Selahattin Demirtaş, ex co-presidente di HDP, ha risposto all’appello storico del leader curdo incarcerato Abdullah Öcalan in una lettera pubblica scritta dalla sua cella in Turchia. Ha dichiarato che tutto ciò che il popolo curdo desidera è la fine della guerra, delle armi, della violenza, del terrore, dello spargimento di sangue, delle lacrime, della morte e della distruzione, niente di più. Tuttavia per raggiungere questo obiettivo cruciale, ha sottolineato la necessità di stabilire quadri giuridici e politici appropriati all’interno della Grande Assemblea Nazionale Turca.

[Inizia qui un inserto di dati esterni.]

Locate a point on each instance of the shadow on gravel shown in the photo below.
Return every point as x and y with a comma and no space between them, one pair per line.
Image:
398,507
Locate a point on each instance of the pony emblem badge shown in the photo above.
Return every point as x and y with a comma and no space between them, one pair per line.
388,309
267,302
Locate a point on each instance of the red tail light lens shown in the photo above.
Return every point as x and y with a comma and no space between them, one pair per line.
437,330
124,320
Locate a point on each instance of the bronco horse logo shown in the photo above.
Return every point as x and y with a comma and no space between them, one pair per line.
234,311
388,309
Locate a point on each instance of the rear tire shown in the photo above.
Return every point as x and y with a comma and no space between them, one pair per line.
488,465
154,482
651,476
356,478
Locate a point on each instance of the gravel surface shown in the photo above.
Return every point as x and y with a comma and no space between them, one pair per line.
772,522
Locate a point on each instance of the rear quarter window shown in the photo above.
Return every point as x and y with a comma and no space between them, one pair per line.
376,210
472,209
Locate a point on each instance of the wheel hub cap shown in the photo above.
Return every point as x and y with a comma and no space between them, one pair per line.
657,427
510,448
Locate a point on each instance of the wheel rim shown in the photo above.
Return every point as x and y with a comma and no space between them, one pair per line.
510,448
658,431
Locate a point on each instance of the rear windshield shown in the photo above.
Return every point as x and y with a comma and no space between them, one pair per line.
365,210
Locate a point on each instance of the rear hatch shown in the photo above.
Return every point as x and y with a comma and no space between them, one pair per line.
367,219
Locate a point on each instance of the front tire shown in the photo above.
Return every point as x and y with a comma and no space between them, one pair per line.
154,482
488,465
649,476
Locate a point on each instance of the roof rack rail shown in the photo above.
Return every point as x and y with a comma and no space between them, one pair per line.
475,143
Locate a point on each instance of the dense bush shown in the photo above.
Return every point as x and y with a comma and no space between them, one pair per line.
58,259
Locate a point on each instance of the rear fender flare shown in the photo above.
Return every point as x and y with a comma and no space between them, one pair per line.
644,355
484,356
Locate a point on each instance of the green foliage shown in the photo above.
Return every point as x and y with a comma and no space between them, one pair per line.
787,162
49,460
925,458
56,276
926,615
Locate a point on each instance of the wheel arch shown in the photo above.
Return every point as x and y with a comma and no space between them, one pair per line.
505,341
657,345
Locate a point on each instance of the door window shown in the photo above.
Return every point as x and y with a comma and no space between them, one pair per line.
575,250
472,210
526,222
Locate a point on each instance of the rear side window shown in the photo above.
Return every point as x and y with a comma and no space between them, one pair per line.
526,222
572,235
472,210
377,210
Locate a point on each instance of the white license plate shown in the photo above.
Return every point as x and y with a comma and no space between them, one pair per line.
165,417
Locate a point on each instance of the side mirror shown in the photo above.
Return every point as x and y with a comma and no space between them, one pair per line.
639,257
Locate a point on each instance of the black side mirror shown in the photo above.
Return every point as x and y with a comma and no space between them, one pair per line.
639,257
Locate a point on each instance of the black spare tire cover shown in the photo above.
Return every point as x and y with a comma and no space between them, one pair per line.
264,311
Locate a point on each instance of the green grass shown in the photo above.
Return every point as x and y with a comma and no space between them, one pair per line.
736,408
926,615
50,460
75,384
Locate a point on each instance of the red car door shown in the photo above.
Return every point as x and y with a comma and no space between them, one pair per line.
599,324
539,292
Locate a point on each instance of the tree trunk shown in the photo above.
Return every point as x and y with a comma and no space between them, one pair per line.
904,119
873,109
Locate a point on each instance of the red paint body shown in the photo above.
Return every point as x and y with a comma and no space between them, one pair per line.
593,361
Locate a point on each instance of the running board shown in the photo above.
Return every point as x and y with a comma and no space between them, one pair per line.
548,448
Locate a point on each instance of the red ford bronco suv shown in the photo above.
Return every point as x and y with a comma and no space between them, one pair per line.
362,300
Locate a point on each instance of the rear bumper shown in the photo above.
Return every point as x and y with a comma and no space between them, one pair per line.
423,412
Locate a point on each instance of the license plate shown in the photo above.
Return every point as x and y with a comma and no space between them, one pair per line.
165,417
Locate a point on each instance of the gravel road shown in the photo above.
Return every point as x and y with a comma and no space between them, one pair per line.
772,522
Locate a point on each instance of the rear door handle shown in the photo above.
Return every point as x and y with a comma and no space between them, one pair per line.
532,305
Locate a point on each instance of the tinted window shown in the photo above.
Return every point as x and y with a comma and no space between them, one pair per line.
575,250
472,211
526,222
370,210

Selahattin Demirtaş, ex co-presidente del Partito democratico dei popoli (HDP) della Turchia, ha pubblicato una lettera dal carcere di massima sicurezza di Edirne, esprimendo il suo forte sostegno allo storico appello alla pace del leader curdo Abdullah Öcalan e ha sollecitando tutti a sostenerlo. Nella sua lettera, pubblicata il 28 febbraio, Demirtaş ha anche sottolineato la necessità di stabilire i quadri giuridici e politici richiesti all’interno della Grande Assemblea Nazionale Turca per garantire una pace duratura.

Traduzione completa della lettera di Demirtaş:

Mentre entriamo nel mese sacro del Ramadan, la nuova iniziativa politica incentrata su Devlet Bahçeli, Recep Tayyip Erdoğan e Abdullah Öcalan ha dato i suoi primi frutti. Ognuno di questi leader è la figura più influente che rappresenta i rispettivi elettorati. Alcuni ripongono grande fiducia in loro, mentre altri rimangono scettici e preoccupati.

Naturalmente, entrambe le parti hanno ragioni legittime per la loro posizione, e nessuno può negarlo. Questo è esattamente il motivo per cui raggiungere la pace è così difficile: una pace duratura può essere raggiunta solo attraverso un processo in cui la maggioranza della società si fida, crede e sostiene con tutto il cuore. Un’altra sfida risiede nelle provocazioni che sorgeranno da gruppi di interesse nazionali, regionali e globali che prosperano sulla guerra e temono di perdere i loro guadagni, privilegi e potere.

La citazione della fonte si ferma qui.